Internal linking is used to link one page of your website to another. For example, if www.yoursite.com is your Home Page, and you want to link visitors to your products or services page from that, you would use an internal link to point to it. Something like this:

“Hello and welcome to YourSite.com. We have a wide range of products and services available to solve your problems, and we are all trained experts. To find out more about our XYZ training, read our Q&A page.”

Easy navigation is important, not just for you as the website’s creator, but importantly for the user and the search engines. In terms of the user, they don’t want to visit your website and leave with a headache because they can’t work out how to get from A to B. They want a website where they can start on the Home Page and navigate to products, services, testimonials and blog posts via internal links in your content as well as the standard nav bar and footer.

In terms of the search engines, internal links are a clear signal that you are delivering accurate information to your visitors, and directing them to relevant and useful pages bodes well for your search visibility, as Google will see that you are legitimately trying to provide your visitors with additional valuable and related pages from within your site structure.

Internal vs External Linking

The more integrated your internal linking system is, the more these will support high-authority backlinks and citations from external websites.

One of the great advantages of internal linking for SEO purposes is that you have 100% control over it. Third-party sites can link to any page of your site, using any form of keywords or images to link to your site. With internal linking, you can use a variety of terms to link to any page with a mix of keywords and generic words, which drastically reduces your chances of being penalised by Google for over-optimisation.

You can use tools such as Ahrefs, Google Analytics or Open Site Explorer to keep tabs on who is linking to your site externally, and which keywords they are using to send people there. If you’re not liking what you’re seeing, contact the webmasters and ask them to edit or delete the link (or change it to rel=”nofollow“).

Where Should You Place Internal Links?

Your internal links should be placed within the top navigation bar, or the main content of your page. This will pass more authority to that linked-to page than an internal link from the sidebar or footer of your page. You should aim to link from your homepage to other pages of your site, as this is likely the page with the most authority on your site, and is more likely to be the first page that a visitors land on.

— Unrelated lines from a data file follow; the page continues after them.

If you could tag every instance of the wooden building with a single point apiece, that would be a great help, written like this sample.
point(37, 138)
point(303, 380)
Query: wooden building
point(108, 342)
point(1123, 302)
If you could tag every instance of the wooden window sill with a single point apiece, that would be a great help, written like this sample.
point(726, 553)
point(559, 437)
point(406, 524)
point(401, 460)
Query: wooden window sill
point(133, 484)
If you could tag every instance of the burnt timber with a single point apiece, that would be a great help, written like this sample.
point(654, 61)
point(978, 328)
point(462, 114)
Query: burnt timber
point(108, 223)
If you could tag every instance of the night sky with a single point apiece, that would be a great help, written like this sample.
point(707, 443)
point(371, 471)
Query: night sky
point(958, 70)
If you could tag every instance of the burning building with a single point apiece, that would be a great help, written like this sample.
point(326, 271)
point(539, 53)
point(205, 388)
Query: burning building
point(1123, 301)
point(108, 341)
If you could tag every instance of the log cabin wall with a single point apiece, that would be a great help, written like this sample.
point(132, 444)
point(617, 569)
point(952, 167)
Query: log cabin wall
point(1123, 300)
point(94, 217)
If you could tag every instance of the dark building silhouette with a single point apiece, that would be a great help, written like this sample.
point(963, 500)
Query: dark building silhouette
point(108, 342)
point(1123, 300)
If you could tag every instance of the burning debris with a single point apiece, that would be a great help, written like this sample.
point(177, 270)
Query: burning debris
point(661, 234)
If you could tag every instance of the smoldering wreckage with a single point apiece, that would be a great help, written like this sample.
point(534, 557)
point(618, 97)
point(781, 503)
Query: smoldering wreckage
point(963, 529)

Below is a checklist for internal linking. Follow this, and you should start to see your SEO improve as a result of improved navigation for your users:

  • Don’t be generic – Use descriptive link text, not just ‘click here’ or ‘find it here’. If you’re linking to specific products or services, name them in the internal links.
  • Link to every page on your site – What’s the point of having a page all on its lonesome? Link to it from either your Home Page, blog posts or product pages and give it some love.
  • Be varied – Variation is important, because over-optimisation can be penalised by the search engines. Use different internal linking text to keep things fresh and safe from being overused.
  • Use your high authority pages – Check Open Site Explorer and Ahrefs to see which of your pages have the most authority, and use them to link to your other internal pages, which in turn could help improve indexing and ranking of a page.